• Last modified 1671 days ago (Nov. 28, 2019)


We’re big
on being small

Family, friends, and faith lead a long list of blessings for which each of us are thankful, especially at this time of year. It’s a fourth “F,” however, that makes Thanksgiving a truly American holiday: fortune.

Fortune isn’t just about money. It’s about being blessed with an opportunity to enrich our lives in whatever ways we see fit, including ways that only tangentially are financial.

It’s what drove Pilgrims to the New World, pioneers to prairie settlements like ours, and generations of immigrants, even to this day, to the shiny promise of better lives in America.

Ours is a nation of self-determination, both in lifestyle and in vocation. If your dream is to run a widget boutique, you can. If you supply enough hard work and insightful ideas, it can be a success. That’s the American dream.

America long has been the land of a million Davids, each wielding a sling against various Goliaths. But as shoppers this week flock to distant mega-stores like so many cattle in slaughterhouse chutes, it’s becoming increasingly clear that David no longer wins in modern America.

Today’s Goliaths have grown mammoth, and government increasingly has slanted the playing field in their favor.
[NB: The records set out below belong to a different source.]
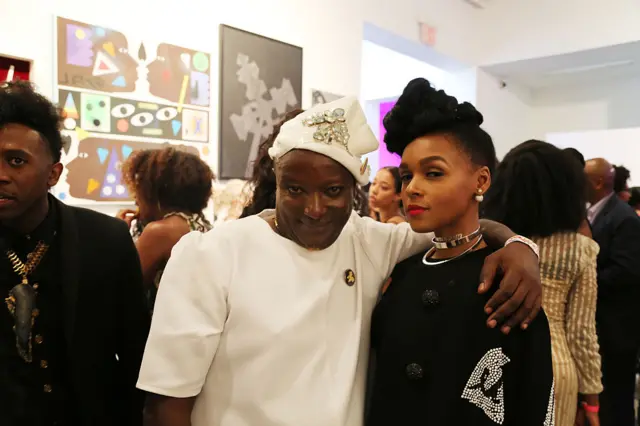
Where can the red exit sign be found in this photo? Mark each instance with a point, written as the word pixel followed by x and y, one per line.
pixel 427 34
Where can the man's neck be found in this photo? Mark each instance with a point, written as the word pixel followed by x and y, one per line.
pixel 30 219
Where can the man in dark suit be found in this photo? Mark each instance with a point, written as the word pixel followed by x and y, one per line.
pixel 73 330
pixel 616 228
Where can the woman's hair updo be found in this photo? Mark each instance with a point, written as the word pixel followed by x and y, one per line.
pixel 422 110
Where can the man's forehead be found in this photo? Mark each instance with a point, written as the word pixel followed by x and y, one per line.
pixel 20 137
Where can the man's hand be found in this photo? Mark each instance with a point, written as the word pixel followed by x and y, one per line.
pixel 519 298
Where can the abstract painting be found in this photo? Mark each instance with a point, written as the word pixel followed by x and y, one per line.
pixel 94 173
pixel 321 97
pixel 260 81
pixel 121 92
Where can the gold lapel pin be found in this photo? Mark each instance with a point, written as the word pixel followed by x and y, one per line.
pixel 349 277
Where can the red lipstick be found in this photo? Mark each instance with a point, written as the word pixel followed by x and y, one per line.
pixel 413 210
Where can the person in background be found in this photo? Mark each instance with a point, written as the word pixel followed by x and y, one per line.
pixel 585 226
pixel 435 361
pixel 616 229
pixel 540 192
pixel 171 189
pixel 634 199
pixel 621 182
pixel 574 153
pixel 263 179
pixel 265 320
pixel 385 196
pixel 74 322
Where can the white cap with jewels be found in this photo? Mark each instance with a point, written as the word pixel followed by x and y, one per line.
pixel 337 129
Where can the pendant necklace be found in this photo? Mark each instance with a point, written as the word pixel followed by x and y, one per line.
pixel 22 298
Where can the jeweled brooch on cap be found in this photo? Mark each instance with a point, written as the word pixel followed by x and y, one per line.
pixel 331 127
pixel 364 168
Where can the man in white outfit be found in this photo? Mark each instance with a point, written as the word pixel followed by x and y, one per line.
pixel 264 321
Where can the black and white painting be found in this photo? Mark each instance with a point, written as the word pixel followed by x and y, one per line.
pixel 260 81
pixel 321 97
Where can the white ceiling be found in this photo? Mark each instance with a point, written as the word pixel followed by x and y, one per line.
pixel 588 66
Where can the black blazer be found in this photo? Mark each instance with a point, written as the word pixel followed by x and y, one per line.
pixel 106 317
pixel 617 230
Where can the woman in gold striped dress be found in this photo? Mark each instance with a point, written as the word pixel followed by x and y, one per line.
pixel 538 191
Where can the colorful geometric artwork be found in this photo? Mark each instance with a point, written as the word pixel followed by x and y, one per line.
pixel 103 59
pixel 119 116
pixel 95 116
pixel 79 50
pixel 121 92
pixel 95 173
pixel 195 125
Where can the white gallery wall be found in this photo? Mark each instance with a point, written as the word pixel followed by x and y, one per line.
pixel 523 29
pixel 507 112
pixel 609 104
pixel 618 146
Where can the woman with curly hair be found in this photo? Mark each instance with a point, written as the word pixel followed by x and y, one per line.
pixel 171 189
pixel 385 196
pixel 540 192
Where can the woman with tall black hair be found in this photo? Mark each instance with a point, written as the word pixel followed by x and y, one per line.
pixel 539 191
pixel 435 361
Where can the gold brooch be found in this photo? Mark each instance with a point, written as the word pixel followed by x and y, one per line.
pixel 365 166
pixel 331 127
pixel 349 277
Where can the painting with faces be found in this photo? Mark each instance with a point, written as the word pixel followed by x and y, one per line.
pixel 121 92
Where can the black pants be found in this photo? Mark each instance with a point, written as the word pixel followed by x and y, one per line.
pixel 619 382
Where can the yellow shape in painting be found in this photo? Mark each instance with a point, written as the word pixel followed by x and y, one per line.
pixel 110 49
pixel 92 185
pixel 82 134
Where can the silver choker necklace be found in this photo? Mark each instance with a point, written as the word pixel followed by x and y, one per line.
pixel 454 241
pixel 429 253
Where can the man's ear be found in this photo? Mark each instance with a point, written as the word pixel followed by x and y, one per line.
pixel 54 174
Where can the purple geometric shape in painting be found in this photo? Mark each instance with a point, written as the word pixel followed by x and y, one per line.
pixel 112 186
pixel 386 158
pixel 199 84
pixel 79 46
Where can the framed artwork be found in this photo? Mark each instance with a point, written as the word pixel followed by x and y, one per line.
pixel 12 68
pixel 260 80
pixel 121 92
pixel 321 97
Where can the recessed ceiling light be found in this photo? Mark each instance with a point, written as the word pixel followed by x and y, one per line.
pixel 592 67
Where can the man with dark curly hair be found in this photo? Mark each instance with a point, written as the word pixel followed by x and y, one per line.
pixel 75 323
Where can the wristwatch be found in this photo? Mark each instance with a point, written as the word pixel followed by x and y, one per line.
pixel 524 240
pixel 590 408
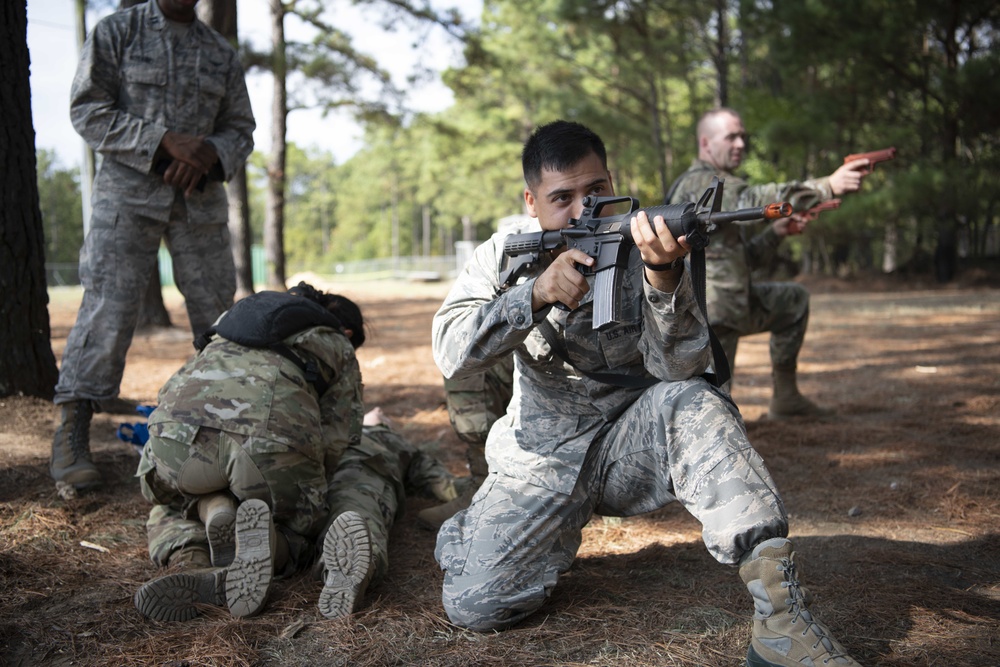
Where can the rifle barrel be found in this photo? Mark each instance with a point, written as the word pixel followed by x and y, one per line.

With bureaucratic zeal, America has essentially outlawed the sling — or, more accurately, regulated it to the extent that only Goliaths are able to wield it.

Whether we’re talking about family farmers, independent grocers, local retailers, or community newspapers, burdensome regulation has made it nearly impossible to fend off, much less fell, Philistine giants.

The dawn of the Information Age was greeted as a great equalizer, with opportunity for all. What’s arrived instead is an illusion of opportunity that concentrates real power in fewer hands than at any time in our history.

Gone are the days of the generalist — the small business owner whose hard work and good ideas could lead to success. Even the smallest of companies now must meet the same myriad, specialized challenges as the largest, and the overhead necessary drowns most businesses before they can get their heads above water.

Whether you have five employees or 500,000, you must calculate and pay payroll taxes no later than 9 p.m. the day checks go out in ways so complicated it requires special software or service bureaus to handle them.

You’re absolutely free to compete online with anyone in the world — provided you can deal with California’s product warnings, the European Union’s privacy protections, Kansas laws that charge different sales taxes for nearly every different customer you serve, and hackers from obscure corners of the globe who attack your email, your website, and your sanity.

Sure, you can hire services that will address those needs and more, but the small business without separate departments for H.R., I.T., and all the other initials necessary to run a business nowadays is at a decided disadvantage.

Look around the county and count the number of locally owned retail establishments. You won’t need a computer to tally them. Realize that each and every one of them has the exact same regulatory, operational, and competitive challenges as do the big chains and distant mega-stores that compete with them, and rarely do they get any of the benefits that accrue to being large.

America has long favored evening the playing field by having such things as graduated income taxes. The rich pay more; the poor pay less. It’s one of the ways we help those less blessed have a life for which they can be thankful and position them to secure a future that could be brighter.

Time has come to do the same with businesses as we do with individuals. Tax their earnings, to be sure, but tax the earnings of businesses with large sales volume at a higher rate than those with lower sales volume.

Don’t let huge businesses avoid taxes by overpaying their executives and constantly buying and spinning off various divisions. The longer an asset is held, the lower the tax rate should be when it is sold. If salary caps are good enough for professional sports teams, why shouldn’t they be good enough for the executive suite, as well?

Instead of constantly seeking the lowest bidder, shouldn’t local government give preference to local bidders who contribute to the tax revenue that will pay for the purchase?

Economic development begins at home and in small ways. Instead of inviting distant Goliaths to invade, we need to empower local Davids by giving them more than just a sling to compete with. If that means tax breaks, bidding preference, and even the social equivalent of tariffs on purchases made outside the county, why not?

All this can begin even in casual conversation. Instead of marveling next week at some neighbor’s Black Friday purchase, perhaps we should try being embarrassed for them and how they turned their backs on the local economy.

Marion County was settled by people seeking family, friends, faith, and fortune they could be thankful for. Making this a place of opportunity, where financial and other fortune can grow rather than remain stagnant, would leave us all much more thankful in future years.